The all-Mozart programme was now interrupted by a Concerto for the Howarth-Redgate oboe and strings, written by Tim Perkins, composer and a viola player in the ensemble. I remember the premiere of his Dithyramb for Clarinet, Viola, Strings and Percussion from August last year. As with that piece, here I was put in mind of the music of contemporary Japanese composer Takashi Yoshimatsu, especially his Symphony No. 1. Mr Redgate was playing his own 21st century oboe, which to my non-technical ear enabled him to encroach in the upper register into clarinet and soprano saxophone territory. A concerto in four sections, it offered a serious challenge of digital dexterity and breathing control in its 3rd section; at first for solo part alone, then in combination with insistent strings. We enjoyed the novelty of Mr Redgate tapping his foot audibly on the podium, with the sound amplified by the four cellists as they followed suit. The atonal approach was even varied by a hint of melody in the finale. Nice work from both composer and oboist.
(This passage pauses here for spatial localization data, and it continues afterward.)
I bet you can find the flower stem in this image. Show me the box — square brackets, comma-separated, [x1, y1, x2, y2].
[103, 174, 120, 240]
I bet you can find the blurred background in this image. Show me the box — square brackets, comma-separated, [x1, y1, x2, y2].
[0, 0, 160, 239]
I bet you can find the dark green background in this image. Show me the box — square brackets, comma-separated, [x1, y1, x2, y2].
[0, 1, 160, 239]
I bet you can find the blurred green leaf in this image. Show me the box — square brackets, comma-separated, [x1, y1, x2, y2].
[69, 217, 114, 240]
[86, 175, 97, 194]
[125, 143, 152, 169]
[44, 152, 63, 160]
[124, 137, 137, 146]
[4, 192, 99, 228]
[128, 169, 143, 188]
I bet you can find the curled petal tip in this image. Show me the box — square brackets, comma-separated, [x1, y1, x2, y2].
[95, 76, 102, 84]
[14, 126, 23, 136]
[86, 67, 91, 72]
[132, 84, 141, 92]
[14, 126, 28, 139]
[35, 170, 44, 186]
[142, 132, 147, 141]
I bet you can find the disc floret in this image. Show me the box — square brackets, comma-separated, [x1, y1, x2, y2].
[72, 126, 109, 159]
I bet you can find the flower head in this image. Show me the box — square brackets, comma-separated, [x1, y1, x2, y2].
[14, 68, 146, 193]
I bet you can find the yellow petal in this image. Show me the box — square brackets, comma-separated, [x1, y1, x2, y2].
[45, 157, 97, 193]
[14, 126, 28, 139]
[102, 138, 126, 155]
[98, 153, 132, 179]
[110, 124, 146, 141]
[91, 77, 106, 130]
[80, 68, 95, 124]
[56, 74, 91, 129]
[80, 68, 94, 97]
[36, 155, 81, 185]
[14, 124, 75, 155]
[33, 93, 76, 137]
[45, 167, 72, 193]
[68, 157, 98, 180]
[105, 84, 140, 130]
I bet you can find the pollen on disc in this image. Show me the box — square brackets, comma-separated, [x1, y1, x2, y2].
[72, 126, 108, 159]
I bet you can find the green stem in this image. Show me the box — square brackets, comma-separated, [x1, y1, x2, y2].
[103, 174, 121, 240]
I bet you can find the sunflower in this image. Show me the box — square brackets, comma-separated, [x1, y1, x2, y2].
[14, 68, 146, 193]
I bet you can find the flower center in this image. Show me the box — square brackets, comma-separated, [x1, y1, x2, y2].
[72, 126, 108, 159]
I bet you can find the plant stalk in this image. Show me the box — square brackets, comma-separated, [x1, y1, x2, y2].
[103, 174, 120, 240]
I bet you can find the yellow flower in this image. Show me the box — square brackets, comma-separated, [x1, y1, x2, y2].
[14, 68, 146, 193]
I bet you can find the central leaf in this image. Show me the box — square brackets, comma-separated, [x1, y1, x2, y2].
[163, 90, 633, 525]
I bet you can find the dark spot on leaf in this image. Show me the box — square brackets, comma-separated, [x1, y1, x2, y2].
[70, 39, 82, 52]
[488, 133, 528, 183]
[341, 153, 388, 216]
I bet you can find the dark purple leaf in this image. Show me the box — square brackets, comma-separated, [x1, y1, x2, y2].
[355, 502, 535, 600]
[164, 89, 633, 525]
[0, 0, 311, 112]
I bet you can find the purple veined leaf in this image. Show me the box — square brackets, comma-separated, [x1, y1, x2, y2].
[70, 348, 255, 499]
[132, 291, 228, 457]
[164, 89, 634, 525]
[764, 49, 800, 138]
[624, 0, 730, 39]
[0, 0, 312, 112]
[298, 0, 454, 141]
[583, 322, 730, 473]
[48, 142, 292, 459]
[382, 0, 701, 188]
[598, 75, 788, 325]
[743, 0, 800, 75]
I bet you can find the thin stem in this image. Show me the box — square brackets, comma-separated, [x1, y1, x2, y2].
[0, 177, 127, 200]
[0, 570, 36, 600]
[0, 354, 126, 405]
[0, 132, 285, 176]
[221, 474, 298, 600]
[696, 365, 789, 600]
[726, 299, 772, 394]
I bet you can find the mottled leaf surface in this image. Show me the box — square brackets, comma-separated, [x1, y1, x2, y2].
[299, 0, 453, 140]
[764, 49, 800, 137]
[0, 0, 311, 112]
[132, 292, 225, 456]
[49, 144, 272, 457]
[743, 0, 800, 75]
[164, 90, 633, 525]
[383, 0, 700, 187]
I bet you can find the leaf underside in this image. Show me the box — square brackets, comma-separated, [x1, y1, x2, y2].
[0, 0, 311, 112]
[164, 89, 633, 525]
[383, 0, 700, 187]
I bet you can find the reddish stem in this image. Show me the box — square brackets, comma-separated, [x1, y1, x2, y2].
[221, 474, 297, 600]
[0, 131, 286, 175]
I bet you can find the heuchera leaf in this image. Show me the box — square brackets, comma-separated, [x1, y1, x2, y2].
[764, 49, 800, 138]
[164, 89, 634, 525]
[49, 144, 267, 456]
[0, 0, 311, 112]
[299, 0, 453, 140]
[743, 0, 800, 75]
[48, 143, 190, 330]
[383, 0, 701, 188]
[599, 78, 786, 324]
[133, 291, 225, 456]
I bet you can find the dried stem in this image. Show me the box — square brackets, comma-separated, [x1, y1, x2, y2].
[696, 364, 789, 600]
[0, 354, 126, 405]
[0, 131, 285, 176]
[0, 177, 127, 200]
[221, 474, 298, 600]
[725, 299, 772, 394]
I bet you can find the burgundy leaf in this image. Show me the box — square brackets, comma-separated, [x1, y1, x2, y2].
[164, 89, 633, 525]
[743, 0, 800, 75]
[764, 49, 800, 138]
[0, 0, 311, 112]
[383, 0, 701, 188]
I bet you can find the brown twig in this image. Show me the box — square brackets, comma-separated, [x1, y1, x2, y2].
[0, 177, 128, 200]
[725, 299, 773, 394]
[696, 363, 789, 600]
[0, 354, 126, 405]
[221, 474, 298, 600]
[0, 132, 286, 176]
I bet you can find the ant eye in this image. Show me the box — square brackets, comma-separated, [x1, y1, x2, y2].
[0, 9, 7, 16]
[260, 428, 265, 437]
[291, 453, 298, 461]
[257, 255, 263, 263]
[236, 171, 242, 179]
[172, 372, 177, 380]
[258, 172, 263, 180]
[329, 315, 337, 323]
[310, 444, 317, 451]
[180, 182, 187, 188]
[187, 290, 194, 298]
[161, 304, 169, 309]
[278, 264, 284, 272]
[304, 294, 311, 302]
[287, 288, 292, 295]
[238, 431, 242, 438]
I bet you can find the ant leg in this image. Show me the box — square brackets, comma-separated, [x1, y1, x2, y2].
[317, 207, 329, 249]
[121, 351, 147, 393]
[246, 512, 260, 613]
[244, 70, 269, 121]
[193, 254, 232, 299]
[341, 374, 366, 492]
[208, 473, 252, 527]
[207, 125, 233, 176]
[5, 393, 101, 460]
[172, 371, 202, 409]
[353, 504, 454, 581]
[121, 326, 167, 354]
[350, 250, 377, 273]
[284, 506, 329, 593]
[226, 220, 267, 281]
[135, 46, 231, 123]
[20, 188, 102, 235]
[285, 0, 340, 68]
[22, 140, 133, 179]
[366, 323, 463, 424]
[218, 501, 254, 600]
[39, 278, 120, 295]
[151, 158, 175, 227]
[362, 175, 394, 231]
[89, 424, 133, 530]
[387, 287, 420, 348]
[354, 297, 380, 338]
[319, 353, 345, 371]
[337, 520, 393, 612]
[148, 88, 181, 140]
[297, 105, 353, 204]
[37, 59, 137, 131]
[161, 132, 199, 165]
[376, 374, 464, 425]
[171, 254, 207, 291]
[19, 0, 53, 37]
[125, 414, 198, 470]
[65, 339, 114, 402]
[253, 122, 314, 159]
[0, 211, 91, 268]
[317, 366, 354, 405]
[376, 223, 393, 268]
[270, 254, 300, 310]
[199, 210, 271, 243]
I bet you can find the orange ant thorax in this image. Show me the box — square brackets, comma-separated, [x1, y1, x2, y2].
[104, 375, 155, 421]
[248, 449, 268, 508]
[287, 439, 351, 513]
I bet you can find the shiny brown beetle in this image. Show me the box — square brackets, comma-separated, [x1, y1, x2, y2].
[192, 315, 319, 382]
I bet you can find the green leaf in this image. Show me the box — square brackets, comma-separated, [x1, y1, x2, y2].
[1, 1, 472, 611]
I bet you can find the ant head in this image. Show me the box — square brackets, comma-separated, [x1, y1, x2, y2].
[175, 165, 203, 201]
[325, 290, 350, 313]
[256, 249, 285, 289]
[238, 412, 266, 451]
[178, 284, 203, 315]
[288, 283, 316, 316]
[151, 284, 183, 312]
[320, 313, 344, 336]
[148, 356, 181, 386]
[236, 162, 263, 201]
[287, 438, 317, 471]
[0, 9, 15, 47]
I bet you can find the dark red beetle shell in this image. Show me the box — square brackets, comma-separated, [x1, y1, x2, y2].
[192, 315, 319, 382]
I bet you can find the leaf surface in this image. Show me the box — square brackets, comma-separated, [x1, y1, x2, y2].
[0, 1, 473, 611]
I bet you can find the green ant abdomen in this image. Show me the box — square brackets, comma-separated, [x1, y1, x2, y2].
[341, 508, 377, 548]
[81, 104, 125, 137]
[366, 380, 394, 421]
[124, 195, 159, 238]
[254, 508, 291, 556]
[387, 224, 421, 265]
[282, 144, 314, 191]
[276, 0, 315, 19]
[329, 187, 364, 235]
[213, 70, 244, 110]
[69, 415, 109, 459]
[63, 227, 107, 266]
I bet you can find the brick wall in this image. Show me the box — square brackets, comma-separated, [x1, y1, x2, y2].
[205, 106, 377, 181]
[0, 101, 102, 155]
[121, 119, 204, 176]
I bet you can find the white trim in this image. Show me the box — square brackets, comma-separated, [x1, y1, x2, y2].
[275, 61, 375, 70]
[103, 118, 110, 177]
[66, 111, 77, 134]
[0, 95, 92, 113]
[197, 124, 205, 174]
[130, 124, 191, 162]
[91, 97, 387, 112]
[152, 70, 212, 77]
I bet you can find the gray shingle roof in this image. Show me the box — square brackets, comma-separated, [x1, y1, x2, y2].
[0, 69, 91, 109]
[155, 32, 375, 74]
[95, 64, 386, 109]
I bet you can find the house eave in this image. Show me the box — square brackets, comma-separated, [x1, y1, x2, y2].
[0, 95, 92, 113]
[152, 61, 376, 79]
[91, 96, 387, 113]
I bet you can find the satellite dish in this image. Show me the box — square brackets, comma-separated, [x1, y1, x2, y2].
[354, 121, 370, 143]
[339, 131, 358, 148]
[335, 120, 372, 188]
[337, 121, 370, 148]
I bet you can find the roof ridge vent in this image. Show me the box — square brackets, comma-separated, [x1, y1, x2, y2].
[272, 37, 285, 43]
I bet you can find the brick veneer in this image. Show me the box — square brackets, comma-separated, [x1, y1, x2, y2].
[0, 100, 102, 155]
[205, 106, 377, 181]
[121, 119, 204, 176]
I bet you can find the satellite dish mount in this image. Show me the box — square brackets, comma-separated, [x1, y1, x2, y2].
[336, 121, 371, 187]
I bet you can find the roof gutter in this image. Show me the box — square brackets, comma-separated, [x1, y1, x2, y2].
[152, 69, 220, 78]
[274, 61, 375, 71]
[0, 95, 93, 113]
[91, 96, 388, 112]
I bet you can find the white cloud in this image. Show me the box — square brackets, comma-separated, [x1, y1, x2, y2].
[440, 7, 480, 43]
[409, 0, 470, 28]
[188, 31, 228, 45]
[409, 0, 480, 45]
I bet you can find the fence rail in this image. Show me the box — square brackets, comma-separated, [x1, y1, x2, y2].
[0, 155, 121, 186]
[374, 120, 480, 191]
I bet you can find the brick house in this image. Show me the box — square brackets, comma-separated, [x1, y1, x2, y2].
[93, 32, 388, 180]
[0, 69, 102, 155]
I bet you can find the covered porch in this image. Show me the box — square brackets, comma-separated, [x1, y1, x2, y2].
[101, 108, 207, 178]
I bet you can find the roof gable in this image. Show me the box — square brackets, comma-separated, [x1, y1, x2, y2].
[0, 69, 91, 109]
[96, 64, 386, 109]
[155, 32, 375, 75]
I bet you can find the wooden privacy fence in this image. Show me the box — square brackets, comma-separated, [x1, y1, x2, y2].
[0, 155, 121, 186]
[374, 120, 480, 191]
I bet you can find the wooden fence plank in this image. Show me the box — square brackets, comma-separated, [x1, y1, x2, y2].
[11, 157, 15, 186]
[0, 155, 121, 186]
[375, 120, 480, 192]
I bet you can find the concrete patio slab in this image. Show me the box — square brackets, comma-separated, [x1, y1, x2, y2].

The Sinfonia Concertante for violin, viola and orchestra in E flat is, in my view, one of Mozart's greatest chefs d'oeuvre; it wholly escapes me quite how a 23 year old managed to compose a piece bursting with such musical invention and which explores emotional depths so searchingly. The ensemble was now joined by two oboes and two horns. The opening bars lacked a bit of attack, but things settled down as the ritornello slowly unfolded. The moment when the solo violin and viola gently emerge from the trilled thrusts of the strings is always a delightful one, but although Emma Sheppard's viola was perfectly fine, there was a harsh edge to Edmund Jones' violin work that I found a trifle disconcerting. In the 'adagio' sonorous cellos and brief interventions by the horns dovetailed seamlessly with the strings. In the 'rondo' the soloists alternated rather than joined, trading ripostes over buzzing accompaniments.
After the interval, Mr Redgate's red shirt had been exchanged for a turquoise one, and, keeping it in the family, Celia Redgate was the solo flautist, playing a cocus wood instrument for Concerto for Flute and Orchestra No 2 in D major. Cocus wood comes from the Jamaican rain tree, a dense tropical hardwood with excellent musical properties traditionally used for the making of flutes, though all but unobtainable today. The soloist's first entry is quite dramatic, and here especially so owing to the spirited quality of Ms Redgate's playing, and it was interesting to see how, even given the opening movement's bold 'allegro' marking, she gave a pleasing impression of having time to spare. Unrushed and smooth again in the 'adagio', she eased through a third little cadenza in the 'rondo', delivering the catchy tune with brio.
We concluded with Symphony No 29 in A major, in four movements and the work of a teenager. Overall it has a style galant feel to it; gracious, elegant and compact certainly, but also a little earnest. Mr Redgate took great care to pinpoint just the right tempos, and in the lilting slow movement the lower strings, the most impressive element of the orchestra all evening, I thought, played nobly, particularly at the end of the 'andante'.
As we stepped out into the breezy evening, though Mozart was now stilled for this day, the other end of Broad St was throbbing on. By this time the oom-pah-pah had given way to something a bit more garage and techno.